最新のガンプラは、何かを考えている余裕がありません。
「次はここを組み立てる」と頭がランナーのことのみを考えているようです。
旧キットは、雑念が湧きまくるキットです。
腕の次に足を組み立てるのは、ガンプラに慣れてくると何だか大ごとになってしまいます。
旧キットは足の次に何が来ようが全然気になりません。
「股関節組み立てるの面倒……」とか考えているキット的な尺が存在しないのです。
まぁ股関節ブロックとか無いですしね。
「各部関節が(申し訳程度に)自由に可動する」
最新の食玩とかにも可動範囲はダブルスコアで負けています。
各パーツの分割がシンプルかつ簡素なのです。
片足6パーツです、最新キットなら頭だって6パーツはありますよね。
「なだらかに下がっていく肩のライン! ジムが強そうじゃダメなんだよ」
旧キットジムを悪く言うつもりは全くなく、むしろ感動すら覚えています。
明らかにガンダムより弱い肩のシルエット、丸みを帯びた顔、ジムのキャラクターを完璧に再現しています。
一方で初代ガンダムキットより後発だけあり、手首の差し替えや組み立てやすさも進歩しています。
特に挟み込みの肩関節に若干の「遊び」があり、ポーズ付けに一役買っている所など溜息がでます。
「中身が完全に空洞な為か、バランスの悪い姿勢でも自立できる」
プラモデルを作るとは、自分にとって何であるのか。
原始のガンプラは、そうした根源的な問いさえ投げかけてくるようです。
旧キットは300円なので、もう少し足せばHGUCのガンプラが買えます。
にもかかわらず、接着剤を使い、今見るとさして格好良い訳でもない古いプラモデルをなぜ作っているのか。
そして完成しても、塗装しなければ明らかに物足りない。
じゃあ仕方ないからガンダムマーカーでも買ってくるか?
そう、旧キットは今や自分に問うキットとなったのです。
「味のあるキットには、味のあるビームサーベルが」
組み立てたいのか?
パーツをきれいに整形したいのか?
塗装をしたいのか?
飾りたいのか?
組み立ての30分間に「次どうしよう?」と、雑念を掃いては捨て、また掃いては捨てることになります。
「完成したら、とりあえずポーズをつけて遊ぶのが普通じゃないの? ジム(300)」
合わせ目の処理や表面をきれいにし、可動改造をしても良いし、物足りないディテールを追加しても良い。
そして、塗装に突入する。
最新のガンプラと、本質は何も変わっていません。
なのに旧キットがこれだけ「気楽」に組み立てられるのは、さっさと「形」になるからでしょう。

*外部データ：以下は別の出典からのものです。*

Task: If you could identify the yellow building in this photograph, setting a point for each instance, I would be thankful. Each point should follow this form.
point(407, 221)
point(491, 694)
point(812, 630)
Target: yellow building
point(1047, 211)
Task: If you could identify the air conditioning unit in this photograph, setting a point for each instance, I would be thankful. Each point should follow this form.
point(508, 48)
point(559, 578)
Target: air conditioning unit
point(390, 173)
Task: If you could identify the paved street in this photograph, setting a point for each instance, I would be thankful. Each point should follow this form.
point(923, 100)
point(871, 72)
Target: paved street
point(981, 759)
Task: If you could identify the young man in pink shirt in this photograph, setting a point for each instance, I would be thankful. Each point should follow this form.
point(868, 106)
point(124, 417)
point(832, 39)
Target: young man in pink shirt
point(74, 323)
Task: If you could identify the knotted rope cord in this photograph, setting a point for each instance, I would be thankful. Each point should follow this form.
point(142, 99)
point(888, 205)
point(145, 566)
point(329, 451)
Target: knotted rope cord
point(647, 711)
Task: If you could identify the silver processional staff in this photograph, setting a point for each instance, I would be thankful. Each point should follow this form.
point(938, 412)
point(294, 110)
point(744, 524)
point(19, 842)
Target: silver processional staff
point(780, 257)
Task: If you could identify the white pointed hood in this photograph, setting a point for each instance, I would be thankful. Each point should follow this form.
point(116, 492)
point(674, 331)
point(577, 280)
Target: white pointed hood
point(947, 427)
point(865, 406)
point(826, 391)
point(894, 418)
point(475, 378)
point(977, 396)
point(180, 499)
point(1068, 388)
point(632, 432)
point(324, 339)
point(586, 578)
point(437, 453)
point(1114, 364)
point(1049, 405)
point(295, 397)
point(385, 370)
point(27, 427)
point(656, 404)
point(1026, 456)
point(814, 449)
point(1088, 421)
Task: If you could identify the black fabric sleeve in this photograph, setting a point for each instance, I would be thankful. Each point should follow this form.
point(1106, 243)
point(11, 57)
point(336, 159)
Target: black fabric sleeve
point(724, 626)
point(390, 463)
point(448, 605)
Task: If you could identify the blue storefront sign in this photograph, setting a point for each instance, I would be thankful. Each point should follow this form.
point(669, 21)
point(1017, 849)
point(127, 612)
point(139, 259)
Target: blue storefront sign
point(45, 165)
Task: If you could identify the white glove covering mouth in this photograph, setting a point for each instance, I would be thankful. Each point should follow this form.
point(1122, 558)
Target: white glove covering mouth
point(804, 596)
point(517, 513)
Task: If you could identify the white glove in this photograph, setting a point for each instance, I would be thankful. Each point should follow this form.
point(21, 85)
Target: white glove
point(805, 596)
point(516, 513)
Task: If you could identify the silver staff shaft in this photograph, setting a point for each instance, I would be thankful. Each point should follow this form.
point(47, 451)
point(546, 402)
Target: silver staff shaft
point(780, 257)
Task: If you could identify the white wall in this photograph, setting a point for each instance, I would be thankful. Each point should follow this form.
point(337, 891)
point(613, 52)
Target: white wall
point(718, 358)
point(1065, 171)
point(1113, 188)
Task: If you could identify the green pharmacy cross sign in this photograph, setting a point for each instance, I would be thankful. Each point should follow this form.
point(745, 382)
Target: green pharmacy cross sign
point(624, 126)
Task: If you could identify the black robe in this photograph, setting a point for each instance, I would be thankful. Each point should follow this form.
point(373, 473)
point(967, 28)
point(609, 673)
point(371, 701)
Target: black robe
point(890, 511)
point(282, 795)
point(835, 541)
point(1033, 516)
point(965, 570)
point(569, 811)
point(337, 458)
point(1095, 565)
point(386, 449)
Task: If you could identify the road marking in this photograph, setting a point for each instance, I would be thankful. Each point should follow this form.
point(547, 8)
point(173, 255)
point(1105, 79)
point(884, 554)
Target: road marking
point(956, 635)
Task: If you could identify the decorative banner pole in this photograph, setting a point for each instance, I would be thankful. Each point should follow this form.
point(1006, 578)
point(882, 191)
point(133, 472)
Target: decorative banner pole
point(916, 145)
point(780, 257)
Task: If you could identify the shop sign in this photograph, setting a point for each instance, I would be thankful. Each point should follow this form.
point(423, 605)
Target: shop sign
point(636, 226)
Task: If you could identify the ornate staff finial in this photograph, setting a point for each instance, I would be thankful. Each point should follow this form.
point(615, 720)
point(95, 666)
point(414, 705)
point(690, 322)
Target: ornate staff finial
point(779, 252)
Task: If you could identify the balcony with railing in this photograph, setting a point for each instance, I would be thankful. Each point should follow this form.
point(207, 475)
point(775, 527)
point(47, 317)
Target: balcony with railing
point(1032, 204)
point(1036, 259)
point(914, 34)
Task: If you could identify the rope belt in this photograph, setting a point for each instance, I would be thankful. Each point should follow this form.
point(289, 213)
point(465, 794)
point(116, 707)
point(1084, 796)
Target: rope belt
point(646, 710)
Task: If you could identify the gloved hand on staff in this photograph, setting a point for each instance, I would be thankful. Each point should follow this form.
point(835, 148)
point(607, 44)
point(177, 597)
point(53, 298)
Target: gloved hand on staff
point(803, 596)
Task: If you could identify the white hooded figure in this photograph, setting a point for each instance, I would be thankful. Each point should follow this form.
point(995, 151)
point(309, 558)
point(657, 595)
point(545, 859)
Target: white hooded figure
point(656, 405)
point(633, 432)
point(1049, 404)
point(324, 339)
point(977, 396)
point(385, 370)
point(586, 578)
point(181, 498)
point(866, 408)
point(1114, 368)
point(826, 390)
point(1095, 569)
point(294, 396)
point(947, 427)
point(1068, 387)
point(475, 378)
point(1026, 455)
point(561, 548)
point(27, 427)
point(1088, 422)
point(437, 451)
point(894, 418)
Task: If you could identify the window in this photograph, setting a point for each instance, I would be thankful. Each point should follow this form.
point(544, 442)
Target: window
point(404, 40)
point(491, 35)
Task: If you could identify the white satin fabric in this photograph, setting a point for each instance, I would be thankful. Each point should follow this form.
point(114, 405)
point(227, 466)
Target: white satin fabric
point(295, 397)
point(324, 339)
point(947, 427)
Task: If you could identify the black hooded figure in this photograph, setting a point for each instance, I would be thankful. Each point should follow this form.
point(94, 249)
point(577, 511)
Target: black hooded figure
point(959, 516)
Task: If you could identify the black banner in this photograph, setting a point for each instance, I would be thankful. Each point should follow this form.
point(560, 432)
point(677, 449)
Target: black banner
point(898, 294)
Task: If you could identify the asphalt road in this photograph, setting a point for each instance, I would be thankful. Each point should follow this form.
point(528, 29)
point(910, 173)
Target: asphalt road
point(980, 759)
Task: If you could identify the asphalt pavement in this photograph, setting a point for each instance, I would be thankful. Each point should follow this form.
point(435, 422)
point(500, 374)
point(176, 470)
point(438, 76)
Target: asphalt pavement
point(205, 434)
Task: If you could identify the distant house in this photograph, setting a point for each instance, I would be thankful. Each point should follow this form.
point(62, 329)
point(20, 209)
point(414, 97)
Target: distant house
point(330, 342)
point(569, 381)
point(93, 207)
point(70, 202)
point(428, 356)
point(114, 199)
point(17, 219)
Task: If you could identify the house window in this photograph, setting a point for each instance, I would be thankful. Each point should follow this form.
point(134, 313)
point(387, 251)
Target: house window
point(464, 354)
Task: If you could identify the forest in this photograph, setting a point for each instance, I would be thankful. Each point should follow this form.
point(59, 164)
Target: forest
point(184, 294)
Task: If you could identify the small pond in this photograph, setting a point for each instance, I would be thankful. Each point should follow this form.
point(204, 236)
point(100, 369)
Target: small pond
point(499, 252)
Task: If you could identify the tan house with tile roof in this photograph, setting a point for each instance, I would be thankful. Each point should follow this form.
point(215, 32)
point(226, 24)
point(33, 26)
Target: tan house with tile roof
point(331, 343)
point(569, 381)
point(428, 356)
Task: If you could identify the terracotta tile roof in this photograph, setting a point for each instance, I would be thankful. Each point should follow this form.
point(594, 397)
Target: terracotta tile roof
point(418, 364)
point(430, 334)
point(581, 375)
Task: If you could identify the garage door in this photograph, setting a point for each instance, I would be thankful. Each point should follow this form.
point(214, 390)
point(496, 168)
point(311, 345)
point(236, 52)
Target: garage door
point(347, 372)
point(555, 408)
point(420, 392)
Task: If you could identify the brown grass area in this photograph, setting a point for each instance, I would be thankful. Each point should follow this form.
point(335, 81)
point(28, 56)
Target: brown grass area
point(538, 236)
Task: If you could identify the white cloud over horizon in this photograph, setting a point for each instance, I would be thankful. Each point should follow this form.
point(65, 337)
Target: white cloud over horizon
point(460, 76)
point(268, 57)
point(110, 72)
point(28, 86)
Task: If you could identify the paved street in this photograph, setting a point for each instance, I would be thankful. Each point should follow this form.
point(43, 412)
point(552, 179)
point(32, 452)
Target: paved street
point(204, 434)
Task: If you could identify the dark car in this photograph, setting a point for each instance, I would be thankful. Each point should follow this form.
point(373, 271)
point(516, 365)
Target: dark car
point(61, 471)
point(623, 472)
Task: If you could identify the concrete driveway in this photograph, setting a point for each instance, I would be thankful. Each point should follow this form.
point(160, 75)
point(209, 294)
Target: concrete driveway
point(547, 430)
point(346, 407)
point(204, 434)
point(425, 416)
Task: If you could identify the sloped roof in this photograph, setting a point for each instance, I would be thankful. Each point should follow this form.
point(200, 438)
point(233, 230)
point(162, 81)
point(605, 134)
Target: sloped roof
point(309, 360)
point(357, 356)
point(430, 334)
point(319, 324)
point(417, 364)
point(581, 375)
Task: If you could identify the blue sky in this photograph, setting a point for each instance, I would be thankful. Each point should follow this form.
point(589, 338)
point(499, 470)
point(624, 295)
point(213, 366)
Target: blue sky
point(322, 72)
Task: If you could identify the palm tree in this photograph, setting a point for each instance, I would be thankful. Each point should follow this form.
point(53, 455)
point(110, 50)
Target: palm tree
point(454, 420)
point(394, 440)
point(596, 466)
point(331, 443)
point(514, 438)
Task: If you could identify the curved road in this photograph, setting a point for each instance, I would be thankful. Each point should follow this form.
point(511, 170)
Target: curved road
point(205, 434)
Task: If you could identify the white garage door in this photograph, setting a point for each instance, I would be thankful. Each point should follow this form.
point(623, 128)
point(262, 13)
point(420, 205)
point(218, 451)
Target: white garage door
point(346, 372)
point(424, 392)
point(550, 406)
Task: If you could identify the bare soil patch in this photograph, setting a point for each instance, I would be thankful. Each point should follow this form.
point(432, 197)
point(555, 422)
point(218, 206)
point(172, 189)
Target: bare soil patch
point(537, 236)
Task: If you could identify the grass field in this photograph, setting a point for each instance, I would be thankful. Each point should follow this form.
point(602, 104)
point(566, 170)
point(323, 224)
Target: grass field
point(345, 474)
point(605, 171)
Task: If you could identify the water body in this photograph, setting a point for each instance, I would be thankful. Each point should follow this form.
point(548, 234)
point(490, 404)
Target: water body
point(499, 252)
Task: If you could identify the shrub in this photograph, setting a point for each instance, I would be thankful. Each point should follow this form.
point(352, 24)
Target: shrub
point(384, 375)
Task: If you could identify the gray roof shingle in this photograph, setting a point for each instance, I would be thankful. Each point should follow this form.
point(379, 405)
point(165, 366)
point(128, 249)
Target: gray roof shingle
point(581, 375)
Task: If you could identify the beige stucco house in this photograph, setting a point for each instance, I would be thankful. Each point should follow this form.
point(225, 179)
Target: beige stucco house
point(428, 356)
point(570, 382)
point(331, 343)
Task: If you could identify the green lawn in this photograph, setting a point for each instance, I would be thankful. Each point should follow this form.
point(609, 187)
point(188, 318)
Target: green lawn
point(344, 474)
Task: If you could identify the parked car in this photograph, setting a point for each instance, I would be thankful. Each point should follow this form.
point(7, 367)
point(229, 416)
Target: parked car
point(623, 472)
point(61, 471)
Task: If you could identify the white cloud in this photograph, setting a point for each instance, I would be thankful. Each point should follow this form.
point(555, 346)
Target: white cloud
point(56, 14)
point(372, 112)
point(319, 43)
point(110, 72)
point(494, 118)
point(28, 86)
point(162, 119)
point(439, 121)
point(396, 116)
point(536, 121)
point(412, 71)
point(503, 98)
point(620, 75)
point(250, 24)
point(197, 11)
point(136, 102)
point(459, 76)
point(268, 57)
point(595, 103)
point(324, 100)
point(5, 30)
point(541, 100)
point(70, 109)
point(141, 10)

仕方なく、面倒な、と思ってしまうような組み立てが元々入っていないキットなのです。
ジムに会うためにキットを手に入れれば、すぐに会うことができます。
少々タイムラグのある新しいキットと違うポイントです。
「組み立て中にお酒が無くなったので、ちょっとコンビニ行ってくる」
オーバーテクノロジーの塊である最新ガンプラも、かつては気楽なキャラクターモデルでした。
その気楽さに戦車を作っていたモデラーが飛びつき、ガンプラブームが起きました。
旧キットを作ることで、懐かしい少し昔を振り返ることができます。
そして今、あなたは何を作るのか?
以上「1/144 ベストメカコレクション GM(ジム) レビュー と 旧キットの呼び声」でした。